Classic style and exceptional drinking and dining options in the heart of Singapore’s commercial district
With interiors by neofuturistic architect John Portman, the Regent Singapore offers classic glamour close to the western end of Orchard Road, the city-state’s famed shopping strip. The lobby is based around four Art Deco ‘bubble’ lifts that ferry guests from the first floor to the 12th. And then there’s the centrepiece, the giant “Singapore Shower” by Japanese sculptor Michio Ihara, which hangs from the ninth floor to the second and comes to life in mid-afternoon when the sun streams in to illuminate the work, casting a golden shimmer across the property’s interior. The hotel itself is a towering atrium arranged in tiers with an almost pyramid-like effect, while each floor’s corridors are left open to provide views from on high of the water features and swirling staircases below.
The huge Executive Suite that hosted Southeast Asia Globe came in at 88 square metres – no mean feat in an increasingly cramped city-state where space is at a premium and hotel rooms usually reflect it. The large balcony overlooking the leafy residential neighbourhood of Tanglin keeps the feeling of space flowing even outside. The palette is kept to a refined combination of white, beige and brown, with occasional brass flourishes – combined with antique furniture, the suite’s sense of effortless elegance is complete. Finally, there are the small touches one might expect from a Four Seasons hotel that make all the difference in guests feeling truly pampered – from L’Occitane toiletries to daily fruit and snacks left on the living room’s coffee table.
Drinks to remember
The Regent is pretty openly pitched as just as much a drinking and dining destination as a hotel, and nowhere is this executed more perfectly than in its second-floor bar, Manhattan. Currently sitting pretty at number one on the respected Asia’s 50 Best Bars list, Manhattan is a titan of the regional bar scene. The entrance might as well be a portal into The Great Gatsby, where leather Chesterfield sofas and black marble play the supporting roles to the golden glow of the bar at the back of the room. The atmosphere is lively and fun rather than serious and sombre – a welcome change for a high-grade hotel bar. As expected, the drinks are imperious and include classics such as a silky, aged negroni and signature concoctions such as the Coal, a mighty blend of dark chocolate, dry curaçao and 12-year Bowmore single malt.

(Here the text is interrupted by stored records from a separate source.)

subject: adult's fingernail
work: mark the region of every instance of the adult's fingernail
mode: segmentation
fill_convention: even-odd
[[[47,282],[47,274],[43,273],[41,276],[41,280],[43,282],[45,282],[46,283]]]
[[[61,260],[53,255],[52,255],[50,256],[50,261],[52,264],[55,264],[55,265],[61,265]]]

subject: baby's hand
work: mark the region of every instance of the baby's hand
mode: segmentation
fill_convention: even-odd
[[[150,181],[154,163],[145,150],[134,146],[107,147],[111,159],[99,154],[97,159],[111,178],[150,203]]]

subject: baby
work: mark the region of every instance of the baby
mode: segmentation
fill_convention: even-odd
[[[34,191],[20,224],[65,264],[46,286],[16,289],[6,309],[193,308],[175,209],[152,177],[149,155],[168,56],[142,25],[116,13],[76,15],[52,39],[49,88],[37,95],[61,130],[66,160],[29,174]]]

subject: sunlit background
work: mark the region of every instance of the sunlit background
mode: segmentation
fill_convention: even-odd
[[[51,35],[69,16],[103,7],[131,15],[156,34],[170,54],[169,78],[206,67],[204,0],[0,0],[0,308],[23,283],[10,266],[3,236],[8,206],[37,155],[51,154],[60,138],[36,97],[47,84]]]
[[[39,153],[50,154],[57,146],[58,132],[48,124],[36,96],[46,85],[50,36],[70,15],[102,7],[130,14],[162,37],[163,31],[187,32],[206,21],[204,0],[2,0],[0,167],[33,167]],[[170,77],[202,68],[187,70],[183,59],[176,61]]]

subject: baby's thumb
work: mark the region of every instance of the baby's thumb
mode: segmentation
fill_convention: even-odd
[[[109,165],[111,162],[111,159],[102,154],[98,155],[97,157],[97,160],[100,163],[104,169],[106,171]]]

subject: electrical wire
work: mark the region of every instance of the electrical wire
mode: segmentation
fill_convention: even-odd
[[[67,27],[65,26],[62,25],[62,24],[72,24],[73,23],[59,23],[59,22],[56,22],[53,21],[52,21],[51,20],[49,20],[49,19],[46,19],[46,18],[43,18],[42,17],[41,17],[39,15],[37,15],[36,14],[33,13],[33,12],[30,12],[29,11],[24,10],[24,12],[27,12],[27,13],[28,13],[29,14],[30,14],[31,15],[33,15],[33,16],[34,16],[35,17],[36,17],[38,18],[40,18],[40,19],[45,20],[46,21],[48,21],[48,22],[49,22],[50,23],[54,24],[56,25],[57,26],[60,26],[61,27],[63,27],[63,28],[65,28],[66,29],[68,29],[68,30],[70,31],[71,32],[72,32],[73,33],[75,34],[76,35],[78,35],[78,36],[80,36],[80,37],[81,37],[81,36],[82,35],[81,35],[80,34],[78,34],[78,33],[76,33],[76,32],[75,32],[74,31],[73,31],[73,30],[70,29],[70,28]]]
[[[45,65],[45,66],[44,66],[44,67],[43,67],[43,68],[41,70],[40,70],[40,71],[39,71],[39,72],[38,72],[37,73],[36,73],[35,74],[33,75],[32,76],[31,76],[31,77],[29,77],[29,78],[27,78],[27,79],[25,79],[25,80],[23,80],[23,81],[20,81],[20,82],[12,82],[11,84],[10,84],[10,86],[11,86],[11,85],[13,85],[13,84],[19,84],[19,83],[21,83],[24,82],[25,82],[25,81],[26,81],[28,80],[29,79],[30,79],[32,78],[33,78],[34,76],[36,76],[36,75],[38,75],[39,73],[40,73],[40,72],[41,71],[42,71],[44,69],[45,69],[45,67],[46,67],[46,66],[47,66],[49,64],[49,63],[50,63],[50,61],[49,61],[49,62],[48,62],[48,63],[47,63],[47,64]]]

One of the key spots in town that is keeping alive the Singaporean tradition of destination Chinese dining for family outings and special occasions, Summer Palace provides a platform for the creations of executive chef Liu Ching Hai. The restaurant’s recently awarded Michelin star was just reward for Liu’s eschewing of the painstaking plating and fusion fussiness of many modernist restaurants in favour of classic Cantonese cuisine and exquisite dim sum. We’d recommend chef Liu’s five-course tasting menu, which includes braised bean gluten and crab meat as well as the finest abalone we’ve ever tasted, served in a hearty eight treasures soup.